People Analytics Tools and Platforms
| Tool | Best For | Maturity Level |
|---|---|---|
| Confirm | ONA, performance analytics, AI-powered calibration | Advanced (ONA, predictive) |
| Visier | Workforce analytics, planning, benchmarking | Intermediate to Advanced |
| Workday Prism Analytics | HRIS-native analytics for Workday shops | Foundational to Intermediate |
| One Model | Data warehouse + analytics for complex HR data environments | Advanced |
| Pearson & Tableau / Power BI | Custom dashboards and visualization | Foundational |
How Confirm Uses People Analytics
Confirm applies people analytics through Organizational Network Analysis (ONA):mapping real collaboration patterns from Slack, email, calendar, GitHub, and Jira to produce objective performance insights. This enables:
- Identifying high performers who are overlooked by traditional manager-rating systems
- Flagging flight risk 3-6 months before conventional signals appear
- Running calibration sessions grounded in objective collaboration data, not merely manager opinions
- Measuring manager effectiveness through team network health, not merely surveys
- Detecting DEI patterns in informal networks and promotion pathways
Learn how Confirm's ONA-powered people analytics work.
Frequently Asked Questions About People Analytics
What is people analytics in HR?
People analytics in HR is the practice of collecting, analyzing, and applying data about employees and candidates to improve workforce decisions. It covers everything from basic reporting (headcount, turnover rates) to advanced predictive modeling (flight risk, performance forecasting) and organizational network analysis (mapping collaboration patterns).

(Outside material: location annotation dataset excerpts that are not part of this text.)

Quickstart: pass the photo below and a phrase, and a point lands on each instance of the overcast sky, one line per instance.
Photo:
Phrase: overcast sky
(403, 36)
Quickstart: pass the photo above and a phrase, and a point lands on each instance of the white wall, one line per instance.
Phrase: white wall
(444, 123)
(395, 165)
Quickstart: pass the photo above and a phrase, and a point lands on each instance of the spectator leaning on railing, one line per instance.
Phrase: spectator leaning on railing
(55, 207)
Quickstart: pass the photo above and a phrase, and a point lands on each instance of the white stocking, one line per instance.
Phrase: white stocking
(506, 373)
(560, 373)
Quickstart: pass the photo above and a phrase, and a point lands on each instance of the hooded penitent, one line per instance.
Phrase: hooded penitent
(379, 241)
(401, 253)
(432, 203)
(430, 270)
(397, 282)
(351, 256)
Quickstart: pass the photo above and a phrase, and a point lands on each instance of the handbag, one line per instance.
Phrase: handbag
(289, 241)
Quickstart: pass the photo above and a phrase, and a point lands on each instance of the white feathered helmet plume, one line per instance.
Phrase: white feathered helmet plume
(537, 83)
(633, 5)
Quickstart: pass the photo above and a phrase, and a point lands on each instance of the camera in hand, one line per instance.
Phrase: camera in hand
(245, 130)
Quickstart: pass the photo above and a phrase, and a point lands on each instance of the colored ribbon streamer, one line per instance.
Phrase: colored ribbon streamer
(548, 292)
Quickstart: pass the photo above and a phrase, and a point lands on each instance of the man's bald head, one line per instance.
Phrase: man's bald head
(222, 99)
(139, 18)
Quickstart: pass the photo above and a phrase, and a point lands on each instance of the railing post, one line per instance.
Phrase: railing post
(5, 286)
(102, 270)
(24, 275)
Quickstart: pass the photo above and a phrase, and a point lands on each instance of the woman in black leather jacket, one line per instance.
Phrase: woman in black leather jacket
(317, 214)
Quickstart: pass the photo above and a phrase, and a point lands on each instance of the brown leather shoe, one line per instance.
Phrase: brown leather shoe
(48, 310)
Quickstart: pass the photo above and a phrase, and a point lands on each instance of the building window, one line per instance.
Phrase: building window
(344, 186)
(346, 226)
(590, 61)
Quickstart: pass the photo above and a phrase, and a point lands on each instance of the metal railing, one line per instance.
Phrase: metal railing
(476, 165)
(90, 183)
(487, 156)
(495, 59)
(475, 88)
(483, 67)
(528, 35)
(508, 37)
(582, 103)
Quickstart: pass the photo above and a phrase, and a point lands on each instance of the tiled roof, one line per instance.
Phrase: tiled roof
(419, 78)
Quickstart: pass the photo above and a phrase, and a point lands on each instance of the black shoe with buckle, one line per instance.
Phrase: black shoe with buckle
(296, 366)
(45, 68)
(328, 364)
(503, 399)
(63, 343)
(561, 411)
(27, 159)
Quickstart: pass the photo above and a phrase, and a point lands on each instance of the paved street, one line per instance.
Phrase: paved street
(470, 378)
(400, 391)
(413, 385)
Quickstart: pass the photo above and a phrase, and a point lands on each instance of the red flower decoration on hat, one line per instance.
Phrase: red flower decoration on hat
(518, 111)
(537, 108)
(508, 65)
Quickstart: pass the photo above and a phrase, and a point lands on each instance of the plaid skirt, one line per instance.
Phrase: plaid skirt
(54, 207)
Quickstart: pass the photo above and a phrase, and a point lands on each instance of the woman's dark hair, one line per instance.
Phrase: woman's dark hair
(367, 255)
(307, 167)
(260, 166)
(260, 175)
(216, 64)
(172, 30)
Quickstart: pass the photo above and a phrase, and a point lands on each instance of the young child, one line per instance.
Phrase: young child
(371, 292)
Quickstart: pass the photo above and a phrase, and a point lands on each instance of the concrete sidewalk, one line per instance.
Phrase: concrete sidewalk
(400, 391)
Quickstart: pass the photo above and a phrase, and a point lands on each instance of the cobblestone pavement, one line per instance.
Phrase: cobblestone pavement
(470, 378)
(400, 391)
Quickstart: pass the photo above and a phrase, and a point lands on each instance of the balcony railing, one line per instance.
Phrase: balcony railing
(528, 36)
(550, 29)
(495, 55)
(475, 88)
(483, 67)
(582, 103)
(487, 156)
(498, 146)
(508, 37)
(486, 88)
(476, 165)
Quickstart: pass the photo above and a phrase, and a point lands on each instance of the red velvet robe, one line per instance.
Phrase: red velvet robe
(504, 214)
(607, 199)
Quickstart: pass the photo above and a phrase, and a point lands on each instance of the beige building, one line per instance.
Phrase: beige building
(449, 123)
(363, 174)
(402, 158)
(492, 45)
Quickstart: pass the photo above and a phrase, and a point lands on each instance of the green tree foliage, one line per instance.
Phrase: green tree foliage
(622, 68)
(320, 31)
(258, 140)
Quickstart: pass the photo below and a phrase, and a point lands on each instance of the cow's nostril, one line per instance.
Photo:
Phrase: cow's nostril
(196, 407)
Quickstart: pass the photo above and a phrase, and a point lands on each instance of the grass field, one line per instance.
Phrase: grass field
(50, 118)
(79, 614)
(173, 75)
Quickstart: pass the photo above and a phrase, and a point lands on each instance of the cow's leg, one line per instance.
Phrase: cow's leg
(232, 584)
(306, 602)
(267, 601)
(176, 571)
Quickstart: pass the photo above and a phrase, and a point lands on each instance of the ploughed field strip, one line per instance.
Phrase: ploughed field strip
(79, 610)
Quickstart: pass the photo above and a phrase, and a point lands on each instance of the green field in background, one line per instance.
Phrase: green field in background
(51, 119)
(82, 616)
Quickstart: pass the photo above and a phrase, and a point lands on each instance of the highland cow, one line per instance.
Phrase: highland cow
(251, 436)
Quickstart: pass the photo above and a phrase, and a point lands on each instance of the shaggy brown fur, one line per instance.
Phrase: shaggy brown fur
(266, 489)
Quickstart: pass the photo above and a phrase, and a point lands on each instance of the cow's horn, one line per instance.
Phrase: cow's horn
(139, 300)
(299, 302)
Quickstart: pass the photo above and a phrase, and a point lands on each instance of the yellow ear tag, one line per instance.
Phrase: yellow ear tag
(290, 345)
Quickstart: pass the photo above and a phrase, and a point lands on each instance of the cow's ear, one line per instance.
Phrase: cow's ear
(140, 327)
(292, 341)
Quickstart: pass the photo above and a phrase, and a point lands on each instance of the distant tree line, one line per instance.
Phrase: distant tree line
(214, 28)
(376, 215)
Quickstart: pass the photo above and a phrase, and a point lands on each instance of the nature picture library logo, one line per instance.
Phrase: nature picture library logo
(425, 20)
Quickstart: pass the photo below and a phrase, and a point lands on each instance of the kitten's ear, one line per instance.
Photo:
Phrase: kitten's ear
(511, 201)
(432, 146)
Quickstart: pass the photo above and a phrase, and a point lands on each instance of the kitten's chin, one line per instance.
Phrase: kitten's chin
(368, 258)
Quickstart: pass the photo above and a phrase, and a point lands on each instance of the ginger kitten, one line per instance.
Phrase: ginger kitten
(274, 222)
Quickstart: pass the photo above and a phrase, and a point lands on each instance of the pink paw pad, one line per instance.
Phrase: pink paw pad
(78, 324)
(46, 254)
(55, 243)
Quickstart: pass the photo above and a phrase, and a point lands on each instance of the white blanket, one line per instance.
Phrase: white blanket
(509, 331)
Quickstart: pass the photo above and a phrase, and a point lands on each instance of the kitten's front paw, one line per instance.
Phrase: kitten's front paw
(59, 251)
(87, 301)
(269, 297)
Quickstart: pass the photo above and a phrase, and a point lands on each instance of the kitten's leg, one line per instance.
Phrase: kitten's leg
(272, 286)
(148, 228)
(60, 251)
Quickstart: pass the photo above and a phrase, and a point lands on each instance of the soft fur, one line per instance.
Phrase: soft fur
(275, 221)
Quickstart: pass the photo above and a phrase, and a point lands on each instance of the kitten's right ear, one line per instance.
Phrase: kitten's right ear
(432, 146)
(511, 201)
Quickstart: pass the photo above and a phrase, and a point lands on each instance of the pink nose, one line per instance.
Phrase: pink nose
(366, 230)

The goal is to replace intuition-based talent decisions with data-informed ones:reducing bias, improving accuracy, and connecting HR activities to business outcomes.
What is the difference between people analytics and HR analytics?
People analytics and HR analytics are largely synonymous:both refer to the use of data to improve workforce decisions. "People analytics" is the more modern term, used by technology companies and forward-thinking HR organizations to emphasize the human-centered focus. "HR analytics" is the more traditional term, often associated with operational reporting and compliance metrics. Some organizations distinguish them: "HR analytics" covers operational HR (time-to-fill, cost-per-hire) while "people analytics" covers strategic talent decisions (performance, retention, succession).
What is Organizational Network Analysis (ONA) in people analytics?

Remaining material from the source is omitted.